Public Health and Epidemiology: Open Access
Autonomic Instability as a Systemic Signalling Disorder: A Hypothesis Linking Chronic Autonomic Dysregulation with Immune Modulation and Multisystem Symptom Expression
Abstract
Bruce H. Knox
Increasing evidence suggests that autonomic nervous system dysregulation plays a central role in the persistence of complex chronic symptom patterns following acute physiological insult. While autonomic disturbance is often considered within organ-specific contexts—cardiac arrhythmia, gastrointestinal motility disorders, or orthostatic intolerance—the broader systemic implications remain incompletely understood.
This hypothesis paper proposes that chronic autonomic instability functions as a signalling disorder that alters immune modulation, inflammatory tone, and visceral sensory processing across multiple physiological systems. Rather than representing isolated organ pathologies, persistent symptoms may arise from disrupted autonomic regulation of inter- system communication.

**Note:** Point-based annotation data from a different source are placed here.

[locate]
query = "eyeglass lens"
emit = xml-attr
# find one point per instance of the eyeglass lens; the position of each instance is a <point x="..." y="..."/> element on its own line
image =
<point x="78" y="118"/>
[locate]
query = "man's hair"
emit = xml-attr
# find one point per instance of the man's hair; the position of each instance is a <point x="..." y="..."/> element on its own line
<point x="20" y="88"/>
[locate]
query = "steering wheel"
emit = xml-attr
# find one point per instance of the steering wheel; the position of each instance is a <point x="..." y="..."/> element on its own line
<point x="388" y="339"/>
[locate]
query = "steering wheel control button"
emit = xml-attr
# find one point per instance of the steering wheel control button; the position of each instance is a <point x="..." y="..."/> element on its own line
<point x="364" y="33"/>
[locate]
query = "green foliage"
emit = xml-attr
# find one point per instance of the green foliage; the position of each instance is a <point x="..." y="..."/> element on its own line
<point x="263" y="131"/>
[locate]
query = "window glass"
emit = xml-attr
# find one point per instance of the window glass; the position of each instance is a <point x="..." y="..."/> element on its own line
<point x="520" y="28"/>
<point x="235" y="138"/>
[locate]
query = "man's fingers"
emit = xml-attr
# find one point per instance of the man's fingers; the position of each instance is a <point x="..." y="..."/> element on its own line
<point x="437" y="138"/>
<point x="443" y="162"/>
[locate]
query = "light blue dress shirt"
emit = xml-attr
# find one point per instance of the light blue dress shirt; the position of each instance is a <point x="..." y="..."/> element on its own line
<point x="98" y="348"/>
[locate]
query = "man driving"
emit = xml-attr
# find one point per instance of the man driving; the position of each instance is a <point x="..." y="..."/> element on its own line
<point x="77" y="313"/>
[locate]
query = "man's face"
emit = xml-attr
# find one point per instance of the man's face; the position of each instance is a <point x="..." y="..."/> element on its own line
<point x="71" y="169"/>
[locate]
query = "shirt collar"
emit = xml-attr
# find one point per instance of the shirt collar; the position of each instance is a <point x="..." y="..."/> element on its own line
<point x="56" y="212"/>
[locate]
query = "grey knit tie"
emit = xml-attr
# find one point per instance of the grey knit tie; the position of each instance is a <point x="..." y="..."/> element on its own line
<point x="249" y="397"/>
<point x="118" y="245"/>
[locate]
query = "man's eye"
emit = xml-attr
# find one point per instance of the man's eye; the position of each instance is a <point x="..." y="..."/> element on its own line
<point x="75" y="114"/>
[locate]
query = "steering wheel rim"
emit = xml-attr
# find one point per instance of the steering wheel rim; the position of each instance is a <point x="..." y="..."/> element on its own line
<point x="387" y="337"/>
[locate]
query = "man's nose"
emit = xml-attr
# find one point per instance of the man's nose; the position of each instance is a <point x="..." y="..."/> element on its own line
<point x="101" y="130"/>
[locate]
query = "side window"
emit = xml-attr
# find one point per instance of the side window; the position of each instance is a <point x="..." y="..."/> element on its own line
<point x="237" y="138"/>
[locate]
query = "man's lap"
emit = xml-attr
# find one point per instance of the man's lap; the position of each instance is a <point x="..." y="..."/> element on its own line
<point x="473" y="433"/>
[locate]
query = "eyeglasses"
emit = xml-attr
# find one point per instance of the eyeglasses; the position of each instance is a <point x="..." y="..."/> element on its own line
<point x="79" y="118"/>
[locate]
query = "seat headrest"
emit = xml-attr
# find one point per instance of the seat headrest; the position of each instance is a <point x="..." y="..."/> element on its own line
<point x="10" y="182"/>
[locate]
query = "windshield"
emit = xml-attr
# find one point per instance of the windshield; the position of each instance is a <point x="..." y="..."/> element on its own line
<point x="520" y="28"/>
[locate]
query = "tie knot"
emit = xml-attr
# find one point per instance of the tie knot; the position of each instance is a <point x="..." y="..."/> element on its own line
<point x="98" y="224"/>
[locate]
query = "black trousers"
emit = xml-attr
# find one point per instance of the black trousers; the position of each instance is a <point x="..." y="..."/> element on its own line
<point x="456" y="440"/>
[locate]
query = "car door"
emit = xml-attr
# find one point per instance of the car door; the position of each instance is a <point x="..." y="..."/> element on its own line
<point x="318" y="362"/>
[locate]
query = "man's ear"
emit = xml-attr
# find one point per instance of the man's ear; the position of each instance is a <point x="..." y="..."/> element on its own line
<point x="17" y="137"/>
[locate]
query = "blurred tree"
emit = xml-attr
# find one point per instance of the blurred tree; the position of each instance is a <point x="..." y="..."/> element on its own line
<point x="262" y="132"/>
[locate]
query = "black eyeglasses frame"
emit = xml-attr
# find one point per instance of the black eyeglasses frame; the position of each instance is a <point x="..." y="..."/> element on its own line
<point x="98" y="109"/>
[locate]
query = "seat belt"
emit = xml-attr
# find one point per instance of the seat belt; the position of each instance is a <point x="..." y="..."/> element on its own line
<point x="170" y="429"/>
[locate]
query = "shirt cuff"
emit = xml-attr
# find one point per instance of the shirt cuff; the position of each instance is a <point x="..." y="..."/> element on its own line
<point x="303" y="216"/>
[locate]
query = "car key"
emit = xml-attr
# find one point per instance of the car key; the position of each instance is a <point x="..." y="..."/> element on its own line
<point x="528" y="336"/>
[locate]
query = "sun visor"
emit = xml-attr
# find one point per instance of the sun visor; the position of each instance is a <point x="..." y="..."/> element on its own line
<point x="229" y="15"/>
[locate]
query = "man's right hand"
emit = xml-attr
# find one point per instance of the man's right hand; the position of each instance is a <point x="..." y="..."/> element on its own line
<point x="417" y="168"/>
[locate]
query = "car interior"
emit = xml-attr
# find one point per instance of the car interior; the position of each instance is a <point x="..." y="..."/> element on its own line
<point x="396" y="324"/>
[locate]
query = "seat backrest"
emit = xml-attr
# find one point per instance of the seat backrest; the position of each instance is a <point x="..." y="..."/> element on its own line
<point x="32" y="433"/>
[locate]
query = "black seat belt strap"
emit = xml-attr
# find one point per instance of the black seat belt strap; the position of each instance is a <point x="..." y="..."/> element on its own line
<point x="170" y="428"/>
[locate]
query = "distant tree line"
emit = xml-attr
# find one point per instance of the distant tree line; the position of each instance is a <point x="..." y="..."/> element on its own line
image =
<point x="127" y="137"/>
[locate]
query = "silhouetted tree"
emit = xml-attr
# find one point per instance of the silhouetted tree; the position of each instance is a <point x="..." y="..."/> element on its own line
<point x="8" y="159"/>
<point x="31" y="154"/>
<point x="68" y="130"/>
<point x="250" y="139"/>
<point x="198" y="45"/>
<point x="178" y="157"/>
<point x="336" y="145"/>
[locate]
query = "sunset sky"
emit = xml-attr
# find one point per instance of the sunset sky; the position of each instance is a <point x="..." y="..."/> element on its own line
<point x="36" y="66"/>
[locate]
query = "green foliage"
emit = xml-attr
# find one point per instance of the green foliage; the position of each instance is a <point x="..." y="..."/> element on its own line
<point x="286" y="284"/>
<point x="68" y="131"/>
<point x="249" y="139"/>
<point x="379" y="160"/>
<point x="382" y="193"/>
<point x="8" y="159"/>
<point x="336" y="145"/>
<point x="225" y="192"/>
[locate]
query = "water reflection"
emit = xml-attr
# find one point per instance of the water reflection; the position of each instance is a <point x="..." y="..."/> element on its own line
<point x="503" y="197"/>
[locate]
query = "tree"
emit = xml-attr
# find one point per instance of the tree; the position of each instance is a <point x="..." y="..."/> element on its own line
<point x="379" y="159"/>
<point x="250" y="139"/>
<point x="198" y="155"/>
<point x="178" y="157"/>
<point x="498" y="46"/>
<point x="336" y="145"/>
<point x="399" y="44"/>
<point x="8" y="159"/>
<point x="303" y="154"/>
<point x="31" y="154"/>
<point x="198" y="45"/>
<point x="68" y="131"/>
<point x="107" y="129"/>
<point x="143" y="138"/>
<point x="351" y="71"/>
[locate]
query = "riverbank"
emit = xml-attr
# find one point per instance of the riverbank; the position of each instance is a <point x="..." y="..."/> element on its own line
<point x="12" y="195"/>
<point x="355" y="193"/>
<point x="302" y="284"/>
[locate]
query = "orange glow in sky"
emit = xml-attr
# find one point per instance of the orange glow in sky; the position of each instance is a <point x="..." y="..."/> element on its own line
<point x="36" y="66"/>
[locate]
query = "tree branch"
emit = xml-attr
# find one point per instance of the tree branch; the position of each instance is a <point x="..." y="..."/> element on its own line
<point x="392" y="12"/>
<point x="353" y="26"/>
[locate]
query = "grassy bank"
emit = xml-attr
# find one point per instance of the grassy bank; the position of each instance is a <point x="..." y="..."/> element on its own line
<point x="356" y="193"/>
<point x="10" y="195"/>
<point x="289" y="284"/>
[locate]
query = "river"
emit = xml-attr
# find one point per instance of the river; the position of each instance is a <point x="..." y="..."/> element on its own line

The proposed framework suggests that repeated physiological insults-including viral infection, haemodynamic compromise, and major surgical intervention—may progressively destabilise autonomic regulatory networks. This destabilisation may impair the cholinergic anti-inflammatory pathway, alter vagal signalling, and modify neuro-immune interactions.
Under this model, conditions such as chronic fatigue states, post-viral syndromes, gastrointestinal dysmotility, and unexplained inflammatory fluctuations may represent different phenotypic expressions of a shared regulatory disturbance rather than separate diseases.
The Knox Framework therefore proposes that chronic autonomic vulnerability should be considered a disease-modifying substrate capable of shaping systemic physiological responses over time. The hypothesis encourages further investigation of autonomic-immune coupling mechanisms and suggests that therapeutic approaches targeting autonomic stabilisation may offer broader systemic benefits.